With so many fixing both in Green and across the land cycle and Artifacts in this set, I'm willing to bet that it will be pretty easy to build 3-4 color strategies in this format. This set reminds me of Kamigawa: Neon Dynasty and Innistrad: Midnight Hunt. Both sets had an abundance of fixing, with Kamigawa having a common dual land cycle. Midnight Hunt didn't have a common dual land cycle but it did have a lot of powerful fixing across Green and Artifacts, not to mention a rare dual land cycle and Evolving Wilds.

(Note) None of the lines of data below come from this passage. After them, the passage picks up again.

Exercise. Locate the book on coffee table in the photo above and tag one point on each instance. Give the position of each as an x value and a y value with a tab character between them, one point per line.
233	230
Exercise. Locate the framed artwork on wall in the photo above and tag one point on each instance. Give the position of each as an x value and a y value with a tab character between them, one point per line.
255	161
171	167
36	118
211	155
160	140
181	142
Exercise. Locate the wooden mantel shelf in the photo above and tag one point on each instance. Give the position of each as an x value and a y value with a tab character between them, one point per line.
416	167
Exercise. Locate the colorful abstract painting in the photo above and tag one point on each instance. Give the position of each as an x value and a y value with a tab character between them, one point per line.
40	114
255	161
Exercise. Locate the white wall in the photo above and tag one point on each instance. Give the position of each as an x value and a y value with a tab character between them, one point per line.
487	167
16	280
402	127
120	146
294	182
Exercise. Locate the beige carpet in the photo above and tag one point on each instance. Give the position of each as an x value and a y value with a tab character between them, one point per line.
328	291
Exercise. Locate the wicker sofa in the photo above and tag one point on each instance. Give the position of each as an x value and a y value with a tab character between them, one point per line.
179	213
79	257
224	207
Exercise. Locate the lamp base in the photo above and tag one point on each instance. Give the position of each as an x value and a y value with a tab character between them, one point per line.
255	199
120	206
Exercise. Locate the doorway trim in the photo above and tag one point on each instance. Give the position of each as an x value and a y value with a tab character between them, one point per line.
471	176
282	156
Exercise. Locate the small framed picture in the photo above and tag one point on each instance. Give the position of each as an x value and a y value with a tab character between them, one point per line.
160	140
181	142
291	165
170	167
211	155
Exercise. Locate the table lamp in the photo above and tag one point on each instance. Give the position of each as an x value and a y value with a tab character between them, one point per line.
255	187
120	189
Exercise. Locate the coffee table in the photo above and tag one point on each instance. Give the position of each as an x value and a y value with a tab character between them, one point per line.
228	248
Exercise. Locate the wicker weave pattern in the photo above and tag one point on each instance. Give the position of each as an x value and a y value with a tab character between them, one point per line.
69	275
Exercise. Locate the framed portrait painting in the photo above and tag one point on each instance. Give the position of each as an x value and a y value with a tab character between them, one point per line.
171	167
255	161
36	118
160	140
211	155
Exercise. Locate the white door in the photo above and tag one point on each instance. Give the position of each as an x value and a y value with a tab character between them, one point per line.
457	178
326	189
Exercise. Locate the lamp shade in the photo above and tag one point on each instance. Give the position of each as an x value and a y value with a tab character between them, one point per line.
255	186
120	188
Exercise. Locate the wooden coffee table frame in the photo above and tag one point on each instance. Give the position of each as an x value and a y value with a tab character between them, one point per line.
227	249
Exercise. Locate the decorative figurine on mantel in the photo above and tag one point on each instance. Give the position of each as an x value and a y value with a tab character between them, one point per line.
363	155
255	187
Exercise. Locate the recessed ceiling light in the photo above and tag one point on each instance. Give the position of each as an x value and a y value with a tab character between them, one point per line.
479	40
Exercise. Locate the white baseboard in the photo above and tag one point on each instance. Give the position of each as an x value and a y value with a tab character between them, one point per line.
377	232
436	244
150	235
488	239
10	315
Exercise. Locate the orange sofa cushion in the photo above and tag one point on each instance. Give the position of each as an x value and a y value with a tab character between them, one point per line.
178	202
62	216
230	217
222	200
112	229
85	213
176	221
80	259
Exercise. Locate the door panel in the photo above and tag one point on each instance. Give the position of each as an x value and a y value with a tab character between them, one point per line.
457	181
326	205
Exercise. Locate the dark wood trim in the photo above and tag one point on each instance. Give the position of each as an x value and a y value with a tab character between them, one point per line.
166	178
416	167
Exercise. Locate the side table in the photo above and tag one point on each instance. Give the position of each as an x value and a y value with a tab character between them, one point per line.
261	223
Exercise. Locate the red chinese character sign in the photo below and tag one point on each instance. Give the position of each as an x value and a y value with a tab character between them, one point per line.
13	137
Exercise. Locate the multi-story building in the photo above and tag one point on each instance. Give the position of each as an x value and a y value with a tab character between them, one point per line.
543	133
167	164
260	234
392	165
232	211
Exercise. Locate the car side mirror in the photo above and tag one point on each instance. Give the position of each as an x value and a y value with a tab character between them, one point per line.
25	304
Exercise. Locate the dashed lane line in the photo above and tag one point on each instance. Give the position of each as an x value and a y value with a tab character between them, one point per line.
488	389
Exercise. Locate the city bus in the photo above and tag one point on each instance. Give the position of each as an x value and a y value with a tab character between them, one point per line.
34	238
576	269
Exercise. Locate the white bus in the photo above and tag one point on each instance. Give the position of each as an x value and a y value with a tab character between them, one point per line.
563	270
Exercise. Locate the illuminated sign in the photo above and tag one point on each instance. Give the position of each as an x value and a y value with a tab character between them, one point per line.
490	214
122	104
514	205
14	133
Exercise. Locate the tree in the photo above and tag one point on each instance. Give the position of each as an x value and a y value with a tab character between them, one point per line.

Outlaws of Thunder Junction has it all - a rare dual land cycle, a common dual land cycle, other lands for fixing, Artifacts, Green cards - this might be the most fixing we've had in a draftable Standard-legal set. It'll be easier than normal to stretch your mana, splash for powerful multicolored cards and bombs, and build 4-5-color Green decks than your average Magic set.

Instants and Tricks

Another important aspect of mastering a Limited set is understanding what interaction is in the set. It's important not only to play around various combat tricks in the set, but to also understand what threats have flash.

Mystical Tether
Take the Fall
Fake Your Own Death

While I can't go over every single card that can be played at instant-speed in this article, there are a couple of things to look out for when playing OTJ Limited.

Daring Thunder-Thief
Ambush Gigapede

For example, Daring Thunder-Thief is a pretty sizable creature that you might want to play around your opponent having. While your opponent might not be able to block with it at instant-speed, you don't want to make a bad attack and give your opponent the chance to crack back for a lethal attack by flashing this in on your end step. Ambush Gigapede is another example of a flash threat that can make combat sticky.


Phew, that was a lot to wrap your head (or lasso) around. Outlaws of Thunder Junction looks like a wild good time, but memorizing and playing around all the various types of cards in the set will be a hassle in itself. If you're going to be playing this set at a more competitive level, I'd highly suggest breaking down the set piece by piece. By understanding the various pieces of the puzzle, you'll be able to more easily digest this set of almost 400 cards.

I'd also suggest getting a hand on drafting this set in paper or on Arena as soon as possible. While Arena isn't always my preferred way to draft a set, the accessibility and amount of games you can simulate will help you learn the massive card pool and how individual cards interact with each other.